FRI 23:45 Jazz 625 (m0004nrl)
For One Night Only
A special 90-minute jazz show that pays tribute to the iconic 1960s BBC Two series of the same name and recreates the look and feel of the original broadcasts.
Recorded live at the 2019 Cheltenham Jazz Festival and hosted by Andi Oliver, the programme features a house band and special guests including Gregory Porter, Charlie Watts from the Rolling Stones, Joshua Redman, Jacqui Dankworth and Cleo Laine.
The programme also includes classic archive performances from the original series and interviews and features looking back at a classic time in jazz.
FRI 01:15 Smashing Hits! The 80s Pop Map of Britain and Ireland (b0bbyy1w)
Series 1
Episode 3
Two 80s icons explore the distinct sounds that came out of different parts of Britain and Ireland in one of pop's golden decades.
Midge Ure, lead singer of Ultravox and one of the men behind Band Aid, and Kim Appleby, who had a string of hits with her sister Mel in the Stock, Aitken and Waterman-produced band Mel and Kim, go on a journey back in time to the 80s to figure out why certain cities produced their own diverse tunes.

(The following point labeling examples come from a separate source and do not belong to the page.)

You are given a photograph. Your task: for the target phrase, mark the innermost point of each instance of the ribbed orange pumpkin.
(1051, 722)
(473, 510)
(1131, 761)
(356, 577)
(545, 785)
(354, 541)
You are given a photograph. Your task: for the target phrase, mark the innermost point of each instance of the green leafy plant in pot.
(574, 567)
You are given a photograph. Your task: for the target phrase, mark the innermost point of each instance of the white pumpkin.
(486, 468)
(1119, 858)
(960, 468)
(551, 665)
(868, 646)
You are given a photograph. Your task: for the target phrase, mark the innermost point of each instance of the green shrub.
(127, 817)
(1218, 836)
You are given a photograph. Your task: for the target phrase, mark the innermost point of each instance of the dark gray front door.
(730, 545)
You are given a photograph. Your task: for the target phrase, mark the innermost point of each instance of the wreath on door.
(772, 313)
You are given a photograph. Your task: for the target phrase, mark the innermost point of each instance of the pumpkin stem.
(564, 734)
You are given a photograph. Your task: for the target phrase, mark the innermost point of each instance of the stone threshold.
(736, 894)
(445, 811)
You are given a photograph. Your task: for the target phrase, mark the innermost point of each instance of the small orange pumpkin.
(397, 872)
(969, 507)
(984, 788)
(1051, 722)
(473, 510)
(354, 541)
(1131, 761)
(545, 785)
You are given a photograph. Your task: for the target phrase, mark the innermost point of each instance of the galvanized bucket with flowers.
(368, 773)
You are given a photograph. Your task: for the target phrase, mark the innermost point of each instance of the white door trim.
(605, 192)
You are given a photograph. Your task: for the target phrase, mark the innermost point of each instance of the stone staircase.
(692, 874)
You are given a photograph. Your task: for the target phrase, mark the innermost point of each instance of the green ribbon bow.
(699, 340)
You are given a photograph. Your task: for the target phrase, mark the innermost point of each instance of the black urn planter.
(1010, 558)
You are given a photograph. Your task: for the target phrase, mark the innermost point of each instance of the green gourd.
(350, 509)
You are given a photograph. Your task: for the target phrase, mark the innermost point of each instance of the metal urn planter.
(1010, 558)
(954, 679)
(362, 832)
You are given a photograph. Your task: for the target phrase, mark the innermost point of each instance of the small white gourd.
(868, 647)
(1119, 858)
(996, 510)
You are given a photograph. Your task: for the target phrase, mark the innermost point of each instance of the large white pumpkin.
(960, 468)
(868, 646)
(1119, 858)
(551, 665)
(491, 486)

It's a fascinating tale. Emerging from the ashes of punk, British and Irish music ripped up the pop rule book in the 80s and topped the charts worldwide. But there was no definitive 'British' pop sound. Innovative chart-toppers were being produced by artists hailing from all over the UK and Ireland.
In this third and final episode, Midge and Kim visit London and Manchester, the two cities that did battle with each other for musical pre-eminence as 80s music turned towards the new sounds of dance.
Star interviewees include Denise Pearson from Five Star, Soul II Soul's Jazzie B, Mark Moore of S'Express, Shaun Ryder from The Happy Mondays and Peter Hook of New Order.
It's a tale of how studio technology changed music, with British bands putting their own unique spin on dance to produce contrasting northern and southern sounds.
FRI 02:15 Jazz Divas Gold (b01sbxqy)
BBC Four explores the archives for the sultry sounds and looks of 'Jazz Divas Gold'! Featured Jazz legends include Ella Fitzgerald, Marion Montgomery, Cleo Laine, Blossom Dearie, Sarah Vaughan, Nina Simone, Peggy Lee, Betty Carter, Amy Winehouse, Eartha Kitt and many more who can be seen from 1965 to 2008 on BBC treasures such as Not So Much a Programme, More a Way of Life, Show of the Week, Not Only...But Also, Birdland, Parkinson, Later..with Jools Holland, Morecambe and Wise and more...so let's hear it for the ladies!